D'où l'importance d'élargir l'expérience mise en place avec Gallica, qui monte en puissance grâce aux subventions du CNL, lesquelles ne suffiront sans doute plus longtemps à la demande si elles ne sont pas accrues. D'où l'importance de l'engagement qu'ont pris le Président de la République et la ministre de la Culture de développer les ressources du CNL pour ce faire.
Benoît Yvert, président alors du CNL, ajoutait à ces déclarations :
Oui, il faut maintenant des moyens supplémentaires, et le CNL est mobilisé pour les obtenir rapidement et passer à un stade 2, qui doit rester fidèle à l'esprit des origines et être plus ambitieux dans son contenu. La fidélité à l'esprit d'origine est avant tout la capacité de se servir de cette expérimentation pour suivre la naissance et l'évolution de l'économie numérique en temps réel.
Le turn-over rue de Valois, et Hachette en ligne de mire
A l'époque, ledit président n'est autre que Nicolas Sarkozy, et la ministre de la Culture, Christine Albanbel.
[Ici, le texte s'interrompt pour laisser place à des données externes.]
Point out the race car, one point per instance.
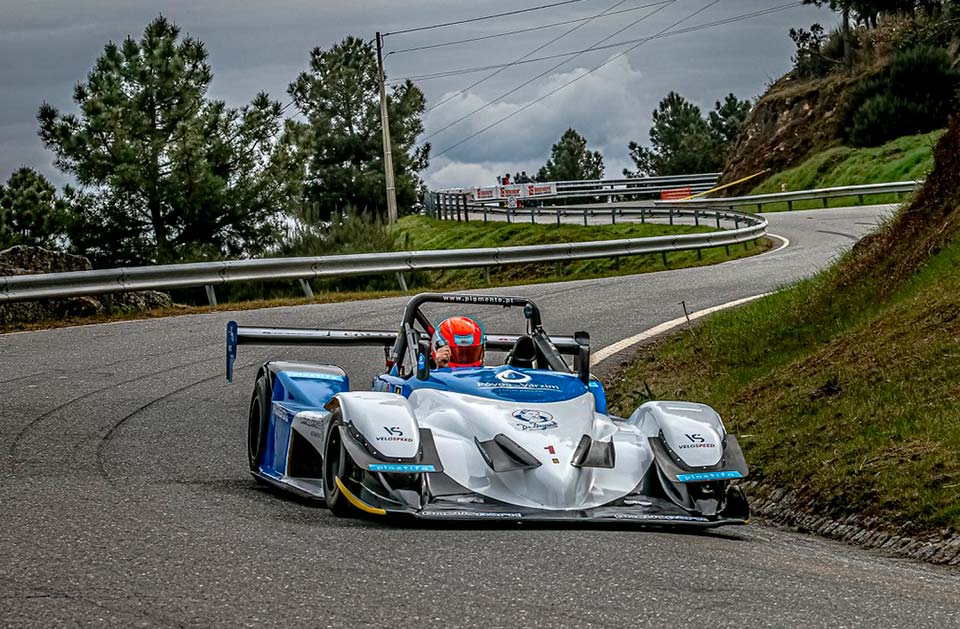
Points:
(527, 439)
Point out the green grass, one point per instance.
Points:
(838, 391)
(903, 159)
(419, 232)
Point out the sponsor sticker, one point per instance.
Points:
(401, 467)
(312, 375)
(666, 518)
(471, 514)
(510, 379)
(394, 433)
(696, 441)
(701, 476)
(533, 419)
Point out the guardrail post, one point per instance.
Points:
(211, 295)
(307, 289)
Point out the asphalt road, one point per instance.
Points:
(126, 501)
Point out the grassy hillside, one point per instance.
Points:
(418, 232)
(844, 388)
(906, 158)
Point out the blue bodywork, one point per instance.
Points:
(505, 383)
(294, 392)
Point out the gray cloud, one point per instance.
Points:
(258, 46)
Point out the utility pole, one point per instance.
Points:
(387, 151)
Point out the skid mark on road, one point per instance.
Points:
(33, 423)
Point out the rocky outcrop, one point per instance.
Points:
(785, 508)
(23, 260)
(792, 120)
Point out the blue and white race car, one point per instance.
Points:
(529, 439)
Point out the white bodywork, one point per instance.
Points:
(550, 431)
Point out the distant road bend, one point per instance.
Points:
(127, 501)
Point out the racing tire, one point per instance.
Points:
(258, 424)
(336, 463)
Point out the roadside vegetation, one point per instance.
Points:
(909, 158)
(844, 388)
(353, 235)
(888, 70)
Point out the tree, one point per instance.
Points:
(684, 142)
(571, 161)
(342, 138)
(30, 211)
(166, 174)
(726, 123)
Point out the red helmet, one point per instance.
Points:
(465, 338)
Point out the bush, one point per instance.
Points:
(916, 94)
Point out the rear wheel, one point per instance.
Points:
(258, 423)
(337, 464)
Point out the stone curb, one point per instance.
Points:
(776, 506)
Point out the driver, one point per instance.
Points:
(458, 342)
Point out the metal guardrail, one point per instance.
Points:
(211, 274)
(897, 187)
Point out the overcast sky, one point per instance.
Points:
(47, 46)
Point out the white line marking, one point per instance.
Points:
(619, 346)
(786, 242)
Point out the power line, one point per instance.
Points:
(535, 50)
(482, 17)
(519, 31)
(574, 80)
(691, 29)
(547, 71)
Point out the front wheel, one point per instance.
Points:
(337, 464)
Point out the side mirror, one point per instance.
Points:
(423, 360)
(582, 360)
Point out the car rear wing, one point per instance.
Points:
(236, 335)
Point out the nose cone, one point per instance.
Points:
(549, 432)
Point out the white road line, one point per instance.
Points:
(619, 346)
(786, 242)
(608, 351)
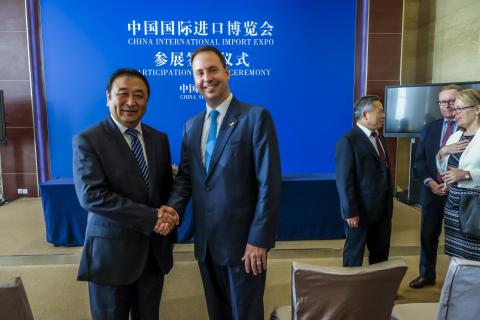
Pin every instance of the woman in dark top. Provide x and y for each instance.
(459, 159)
Celle-ci avait inauguré la bibliothèque numérique l'année précédente, le 12 mars 2008. Au cours de la conférence de presse de septembre 2008, présentant le budget du ministère de la Culture pour l'année 2009, Christine Albanel avait en effet assuré d'une « priorité à l'éducation artistique et culturelle ne se fera pas au détriment des crédits pour l'accès à la culture, qui augmentent en 2009 de 1,7% : cela nous permet de consolider tous les dispositifs en faveur des publics spécifiques et de poursuivre et d'accélérer la numérisation des contenus culturels ».
Christine Albanel sera remplacée quelques semaines plus tard par Frédéric Mitterrand. Ce sera alors à lui de porter la mission d'une numérisation des oeuvres sous droit, en ratifiant un accord-cadre, en février 2011. Nous verrons au cours des prochaines semaines comment cette situation s'est structurée. Surtout qu'entre temps, sera signé l'accord entre Google Books et Hachette Livre, portant sur la numérisation d'oeuvres épuisées... mais dont l'éditeur détenait les droits.
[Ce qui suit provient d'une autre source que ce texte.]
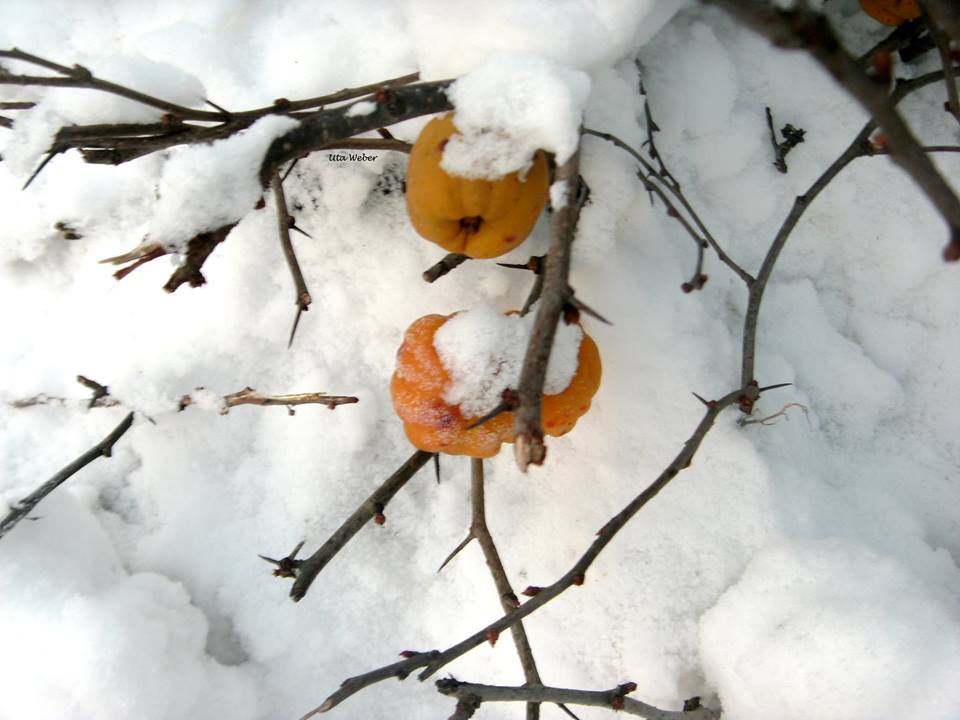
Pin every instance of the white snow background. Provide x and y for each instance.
(806, 569)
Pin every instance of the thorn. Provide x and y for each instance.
(456, 550)
(290, 169)
(212, 104)
(774, 387)
(286, 567)
(40, 167)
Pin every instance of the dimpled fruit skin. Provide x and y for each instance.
(891, 12)
(420, 379)
(479, 218)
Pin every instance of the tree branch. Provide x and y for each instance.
(859, 147)
(80, 77)
(445, 265)
(400, 670)
(674, 189)
(540, 596)
(508, 599)
(577, 574)
(528, 443)
(104, 448)
(614, 699)
(322, 129)
(284, 222)
(942, 39)
(369, 508)
(801, 27)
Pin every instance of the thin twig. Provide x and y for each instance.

« C'est enfin l'occasion de mettre un terme aux conflits et de montrer que l'on peut arriver à faire quelque chose ensemble », expliquait en marge de la conférence une personne de Google Books. Concrètement, le protocole portera sur « les milliers d'œuvres régies par le droit d'auteur français dont les droits sont contrôlés par Hachette Livre et qui ne sont plus commercialement disponibles. La grande majorité de toutes les œuvres publiées à ce jour sont commercialement indisponibles ». (voir notre actualitté)
Nous aurons l'occasion d'y revenir.
NB : soulignons l'introduction du document, signé de Vianney de la Boulaye, président de la commission juridique du SNE. Ce dernier soulignait, auprès des éditeurs présents que « la titularité des droits est un préalable indispensable à l'exploitation du contenu sur support numérique ». Et de pointer trois cas de figure :
L'éditeur a un contrat plus ou moins ancien avec une clause d'avenir : il faut utiliser le modèle d'avenant et prévoir les modalités, de rémunération notamment. On commence à y voir plus clair au niveau des modèles économiques donc des conditions de rémunération.
L'éditeur a un contrat ancien ne prévoyant rien : il faut un nouveau contrat prévoyant l'acquisition des droits numériques correspondants, en utilisant le modèle de contrat SNE.
L'éditeur utilise déjà un contrat récent prévoyant les droits numériques : tout va bien.